The river is has a grade (slope) of 43cm per km. The water depth is 2m. The kinematic viscosity \mu/\rho = 10^{-6}m^2/s. The vertical gravitational acceleration is g = 9.8 m/s^2.
The given assumptions are:
- The flow obeys the Navier-Stokes equation for an incompressible flow.
- The current is steady.
- The density is uniform.
- The current is a parallel shear flow \vec{u}=u(z)\hat{e}^{(z)}.
- No fluid property varies in the direction parallel to the bottom(x).
- No fluid property varies in the cross-stream (y) direction.
- The gravity vector is -g\hat{e}^{'(z)},, where the prime indicates vertical in gravity aligned coordinates.
- At the river bottom, u=0.
- At the surface, du/dz = 0.
Homework Equations
Navier stokes for incompressible fluid:
\rho \frac{Du(z)}{Dt} =\rho g \hat{e}^{(x)}- \frac{\partial p}{\partial x} + \mu \nabla^2 u(z)
The Attempt at a Solution
So, I've managed to simplify N-S by noting that
\frac{\partial u(z)}{\partial t} = 0, \ \ \ \frac{\partial u(z)}{\partial x} = 0, \ \ \ \text{ so } \ \ \ \rho \frac{Du(z)}{Dt} =0,
\rho g_x = -\rho g \sin{\theta},
(I used \theta as the grade/slope for now, so I wouldn't have to deal with messy numbers)
\frac{\partial p}{\partial x} = 0,
since pressure is a fluid property and does not vary in the parallel stream, and finally
\mu \nabla^2 u(z) = \mu \frac{\partial^2}{\partial z^2}u(z).
So, my pde is:
\frac{\partial ^2}{\partial z^2} u(z) = \frac{\rho}{\mu}g\sin{\theta},
which I have solved as
u(z) = \frac{1}{2}\frac{\rho}{\mu}z^2 + k_1z + k_2.
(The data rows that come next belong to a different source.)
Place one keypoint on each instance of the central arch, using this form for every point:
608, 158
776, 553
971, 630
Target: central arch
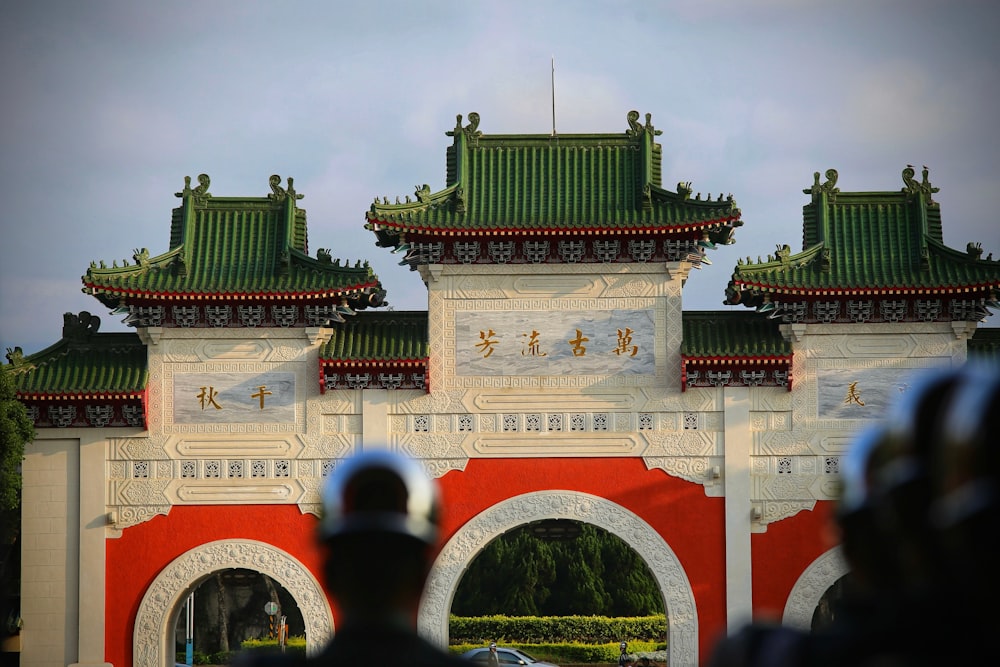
810, 586
470, 539
152, 641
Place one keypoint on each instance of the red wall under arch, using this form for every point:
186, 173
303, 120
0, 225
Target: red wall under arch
691, 523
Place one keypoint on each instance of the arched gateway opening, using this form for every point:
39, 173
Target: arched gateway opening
153, 638
682, 616
808, 591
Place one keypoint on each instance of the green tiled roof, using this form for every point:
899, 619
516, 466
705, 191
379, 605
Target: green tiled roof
392, 336
82, 363
867, 243
236, 248
732, 335
551, 184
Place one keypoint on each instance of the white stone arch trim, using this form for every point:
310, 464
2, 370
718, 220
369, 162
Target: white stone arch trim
810, 587
470, 539
152, 640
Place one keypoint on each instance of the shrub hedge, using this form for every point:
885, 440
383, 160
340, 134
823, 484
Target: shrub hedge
591, 630
572, 653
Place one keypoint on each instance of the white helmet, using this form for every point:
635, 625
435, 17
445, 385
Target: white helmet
380, 492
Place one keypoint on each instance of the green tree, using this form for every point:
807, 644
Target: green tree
520, 574
16, 429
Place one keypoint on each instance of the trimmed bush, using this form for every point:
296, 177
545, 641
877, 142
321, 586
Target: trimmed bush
590, 630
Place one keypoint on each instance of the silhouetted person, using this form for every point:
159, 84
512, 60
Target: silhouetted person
623, 656
379, 530
919, 514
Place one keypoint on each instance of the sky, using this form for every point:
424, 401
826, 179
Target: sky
108, 104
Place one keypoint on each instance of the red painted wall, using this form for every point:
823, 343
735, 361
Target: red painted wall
691, 523
781, 554
137, 557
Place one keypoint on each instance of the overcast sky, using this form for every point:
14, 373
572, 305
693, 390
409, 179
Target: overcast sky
108, 105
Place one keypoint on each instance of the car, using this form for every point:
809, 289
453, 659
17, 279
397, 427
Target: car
505, 656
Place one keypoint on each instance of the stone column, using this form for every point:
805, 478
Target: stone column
93, 528
736, 475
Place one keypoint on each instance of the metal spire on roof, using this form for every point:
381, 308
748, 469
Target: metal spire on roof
553, 96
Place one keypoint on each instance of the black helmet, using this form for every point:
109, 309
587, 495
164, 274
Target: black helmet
921, 489
380, 492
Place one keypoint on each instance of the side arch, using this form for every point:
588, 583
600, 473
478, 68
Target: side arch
810, 587
152, 640
470, 539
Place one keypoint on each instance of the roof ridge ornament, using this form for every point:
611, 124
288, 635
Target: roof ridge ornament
18, 364
923, 188
199, 193
636, 129
279, 193
829, 186
471, 130
80, 327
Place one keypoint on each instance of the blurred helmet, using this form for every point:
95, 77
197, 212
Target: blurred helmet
921, 490
380, 492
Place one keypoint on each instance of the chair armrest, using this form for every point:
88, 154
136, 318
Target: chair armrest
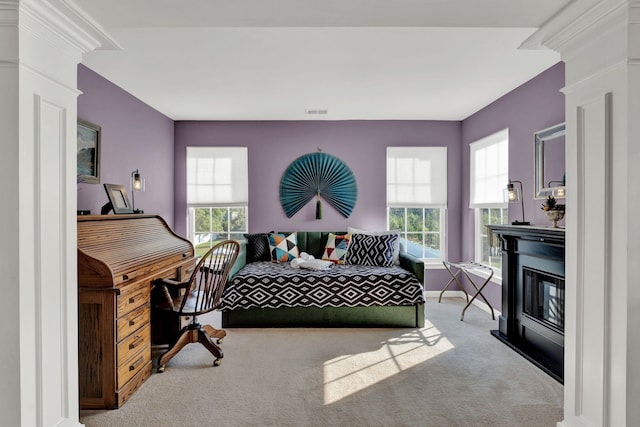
413, 264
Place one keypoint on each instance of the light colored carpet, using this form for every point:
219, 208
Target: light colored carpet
449, 373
Then, I found that the constants were: k_2 = u(0), and k_1 = \frac{1}{2}\frac{\rho}{\mu}g \sin{\theta}h + \frac{1}{h}u(0), which makes my final equation
u(z) = \frac{1}{2}\frac{\rho}{\mu}g\sin{\theta}z^2 + \left[\frac{1}{2}\frac{\rho}{\mu}g\sin{\theta}h + \frac{1}{h}u(0)\right]z + u(0).
Here is my problem: I next need to find u(0). But when I sub in 0 into my equation, I get:
u(0) = u(0),
which is not very illuminating. Did I mess up my solution, or is there another way to find u(0) that I am stupidly missing?
Thanks!